One warm, summer afternoon in 1976, Tanya Twoteeth was crossing Green Meadow to play at a friend’s house.
Her life changed in an instant.
“I was hit by a car when I was four and a half,” she said.
The hit and run incident caused 15 breaks in her right leg between her knee and her ankle, fractured her skull and tore a chunk of skin from her leg, leaving a significant scar still visible today.
“To this day if I sit in the wrong position or if I sit on my knees, it (my kneecap) will catch itself and my knee will almost slip off,” said Twoteeth, now 41, her frown and furrowed brow illuminated in the dim light of her home in the Helena valley.
Twoteeth exists in the dizzying world of chronic pain.
Many of Twoteeth’s bones did not grow normally due to a lack of medical technology to treat her injuries at the time.
The pain also causes the 5-foot-5-inch woman to fight a losing battle with maintaining a healthy weight.
She’s fluctuated from a low of 99 pounds to a high of 127 pounds. She currently weighs in at a mere 118 pounds.
For years she chewed her pain medication rather than swallowing it whole – she said it takes effect faster that way – and, as a result, has lost a number of her teeth. She now wears a full set of dentures.

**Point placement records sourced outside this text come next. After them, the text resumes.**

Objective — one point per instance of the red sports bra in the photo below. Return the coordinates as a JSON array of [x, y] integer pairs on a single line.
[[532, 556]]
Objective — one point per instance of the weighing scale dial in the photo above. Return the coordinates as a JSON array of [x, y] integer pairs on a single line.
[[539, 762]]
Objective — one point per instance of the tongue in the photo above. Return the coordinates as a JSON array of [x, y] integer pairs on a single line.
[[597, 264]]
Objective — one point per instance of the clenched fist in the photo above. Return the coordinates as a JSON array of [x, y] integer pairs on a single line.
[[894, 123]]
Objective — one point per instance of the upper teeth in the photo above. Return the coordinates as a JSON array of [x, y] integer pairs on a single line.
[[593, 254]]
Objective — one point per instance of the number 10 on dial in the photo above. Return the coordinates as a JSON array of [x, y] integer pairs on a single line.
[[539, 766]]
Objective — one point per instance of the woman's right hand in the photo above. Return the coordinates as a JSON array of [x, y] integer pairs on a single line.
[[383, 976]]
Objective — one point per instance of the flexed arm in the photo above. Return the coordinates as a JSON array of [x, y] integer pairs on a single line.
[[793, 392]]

Twoteeth says she’s been characterized as a meth addict and discriminated against for taking her native husband’s last name.
She’s struggled with shifting discs in her back and keeping the years-old skin graft on her right leg healthy.

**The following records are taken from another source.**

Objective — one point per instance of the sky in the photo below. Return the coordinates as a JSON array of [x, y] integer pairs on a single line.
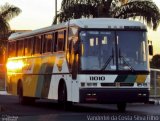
[[40, 13]]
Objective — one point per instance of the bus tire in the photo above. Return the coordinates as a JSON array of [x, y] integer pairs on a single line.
[[121, 107], [62, 97]]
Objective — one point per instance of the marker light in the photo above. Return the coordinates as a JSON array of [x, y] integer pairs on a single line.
[[14, 65]]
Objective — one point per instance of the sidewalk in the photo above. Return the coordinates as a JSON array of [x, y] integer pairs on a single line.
[[3, 93]]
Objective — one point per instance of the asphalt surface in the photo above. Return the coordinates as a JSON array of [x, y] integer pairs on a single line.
[[48, 110]]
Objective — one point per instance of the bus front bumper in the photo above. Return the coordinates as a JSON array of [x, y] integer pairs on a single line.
[[114, 95]]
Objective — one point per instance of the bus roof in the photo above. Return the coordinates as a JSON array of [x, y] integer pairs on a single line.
[[110, 23]]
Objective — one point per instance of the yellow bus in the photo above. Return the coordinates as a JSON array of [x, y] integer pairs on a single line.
[[98, 60]]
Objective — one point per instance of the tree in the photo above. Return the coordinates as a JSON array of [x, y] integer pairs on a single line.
[[155, 62], [7, 12], [145, 9]]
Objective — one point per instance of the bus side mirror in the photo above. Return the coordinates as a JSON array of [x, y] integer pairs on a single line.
[[150, 49]]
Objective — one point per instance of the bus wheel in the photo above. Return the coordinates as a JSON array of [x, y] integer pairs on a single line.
[[121, 107], [62, 98]]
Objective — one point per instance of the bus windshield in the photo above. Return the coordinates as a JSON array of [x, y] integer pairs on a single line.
[[113, 50]]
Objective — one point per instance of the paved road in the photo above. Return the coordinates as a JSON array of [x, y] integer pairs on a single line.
[[45, 110]]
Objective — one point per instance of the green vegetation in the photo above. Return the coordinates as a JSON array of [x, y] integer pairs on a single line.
[[146, 9], [7, 12]]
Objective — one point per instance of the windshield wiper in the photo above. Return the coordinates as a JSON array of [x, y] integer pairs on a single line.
[[125, 61], [108, 60]]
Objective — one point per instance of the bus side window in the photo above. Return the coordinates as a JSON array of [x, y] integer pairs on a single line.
[[37, 45], [48, 43], [20, 49], [12, 49], [61, 40], [55, 42]]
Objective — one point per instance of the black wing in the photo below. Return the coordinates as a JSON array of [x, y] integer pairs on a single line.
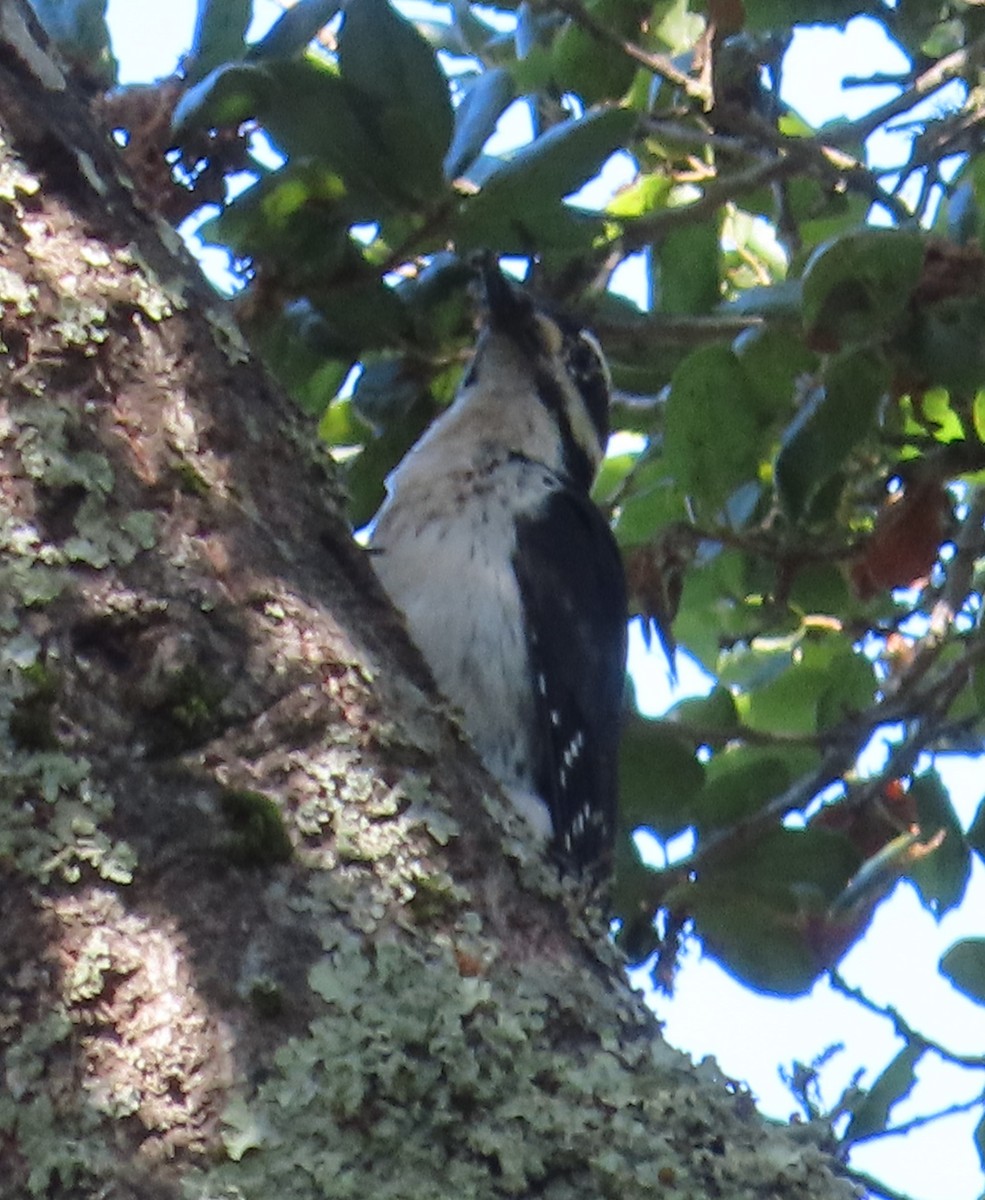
[[574, 594]]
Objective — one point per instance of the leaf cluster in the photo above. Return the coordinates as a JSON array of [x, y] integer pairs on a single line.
[[800, 501]]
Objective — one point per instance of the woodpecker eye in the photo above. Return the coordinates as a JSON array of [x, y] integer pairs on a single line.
[[587, 367], [583, 360]]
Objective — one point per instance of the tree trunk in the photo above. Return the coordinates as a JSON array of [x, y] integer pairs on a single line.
[[262, 936]]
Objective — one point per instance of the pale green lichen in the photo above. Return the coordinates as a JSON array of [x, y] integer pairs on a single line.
[[53, 1135], [458, 1087], [85, 978], [16, 292]]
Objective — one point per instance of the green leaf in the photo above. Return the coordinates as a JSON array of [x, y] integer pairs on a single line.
[[400, 91], [829, 426], [79, 30], [859, 285], [295, 220], [311, 113], [714, 713], [774, 360], [690, 270], [964, 965], [487, 96], [220, 34], [761, 917], [942, 876], [712, 443], [659, 774], [385, 390], [558, 162], [978, 1137], [871, 1115], [977, 831], [226, 97], [944, 346], [294, 29], [742, 780], [589, 67]]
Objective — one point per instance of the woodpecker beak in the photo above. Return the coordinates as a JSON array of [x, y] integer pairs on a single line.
[[508, 310]]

Because of the growing stigma associated with opiates and abuse, she has found it challenging to get the medicine she said she needs in order to function.
“I almost can’t do anything without them,” she said. “I hurt. I get stiff. I get muscle spasms.”
Twoteeth said she knows the difference between treating her pain and feeding an addiction to narcot-ics.
After a botched surgery attempting to reconstruct her twisted back in 2002, she was put on disability and subsequently on 200 mg of OxyContin each day for over three years.
“With the OxyContin I was basically wasted,” Twoteeh said. “I was so doped up I didn’t know whether I was coming or going.
“Then your body gets used to it and your body wants more.”
“I felt more like I was just feeding an addiction,” she said. “It became a problem.”
Five years ago, she went to Dr. Chris Christensen’s medical practice in Florence and was put on a new, rigid pain management program.
She started seeing a drug counselor and was prescribed a combination of a low dose of Methadone and medical marijuana to help her combat her daily ailments.
“I gained almost 30 pounds with the program,” said Twoteeth. “I can do things. I can enjoy life.
“I was more pain free with that on the Methadone and the marijuana than I’ve ever been in my life,” she said.
And then in April Ravalli County deputies, state and federal authorities and Drug Enforcement Ad-ministration agents raided Christensen’s clinic. The doors were locked and his license was suspended indefinitely.
Though no charges have yet been filed, accusations against him include overprescribing, two drug overdose deaths and a fraudulent, cash-only practice.
Twoteeth was devastated.
“I wanted to cry,” she said. “I still do.”
Unable to fill her prescriptions, Twoteeth said she has been reduced to a shell of the person she was on Christensen’s program.
“I’ve had to go on the streets a couple times,” said Twoteeth, as tears rolled down her face. “They’re making me a criminal and it’s not fair, because I’m in pain.
“It’s not fair,” she said. “I need a doctor.”